Shared ground
Hebrews 1:10–12 continues the chain of Scripture quotes used to argue that the Son is greater than angels. In this quote, someone addressed as “Lord” is credited with making the earth “in the beginning” and forming the heavens “by your hands.” Creation is therefore treated as made work, not something eternal in itself.
The passage then draws a sharp contrast: earth and heavens “will perish,” “grow old like a garment,” be “rolled up,” and “be changed.” But the addressed Lord “continues,” is “the same,” and his “years will not fail.” The main point is durability: creation changes; the Lord does not.

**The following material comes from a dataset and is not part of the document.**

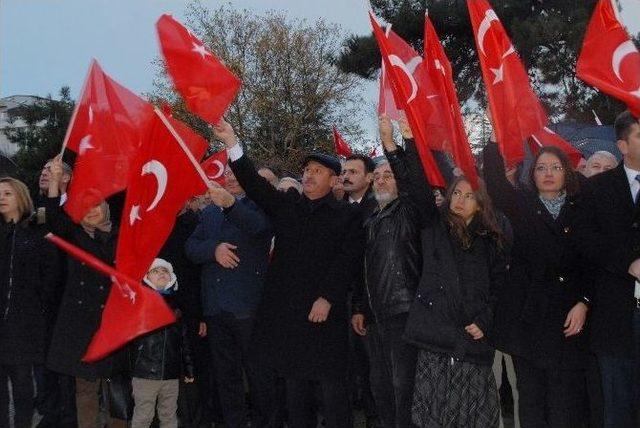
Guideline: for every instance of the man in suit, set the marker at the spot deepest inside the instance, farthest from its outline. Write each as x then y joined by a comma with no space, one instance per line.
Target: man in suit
302,327
609,238
232,242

Where interpretation differs
Who is being called “Lord” here in Hebrews’ argument. Many readers take the quotation, in its new setting, as spoken about the Son, since Hebrews introduces this section as what God “says” concerning the Son and uses the chain to elevate him above angels. Others argue that the original psalm language addressed God and that Hebrews is borrowing it to describe God’s permanence, even if it sits near statements about the Son.
What “they will perish” means. Some understand it as the cosmos being destroyed and replaced by a wholly new created order. Others think “perish” is the strong side of a picture whose overall emphasis is transformation: like clothing that is rolled up and exchanged, the same creation is changed into a renewed state.
Why the disagreement exists
The quotation language comes from an earlier Scripture setting where “Lord” has an established reference, but Hebrews places it inside a new argument about the Son. That creates a real question of reference (“Lord” as the Son, or “Lord” as God more generally).
Also, the imagery mixes terms that can sound final (“perish”) with a metaphor about replacement and alteration (“garment,” “roll them up,” “they will be changed”). Readers weigh those signals differently when deciding whether the focus is annihilation, renewal, or both.
What this passage clearly contributes
Explicitly, it claims (1) the one addressed as “Lord” is creator of earth and heavens, (2) creation is not permanent but will age and undergo decisive change, and (3) the Lord’s identity and life do not fade—he “continues,” is “the same,” and his “years will not fail.”
As a theological inference, the passage supports Hebrews’ larger case that the Son’s status is not that of a temporary servant within creation but of one whose permanence stands over creation’s lifespan (cf. the larger flow in Hebrews 1:4–14).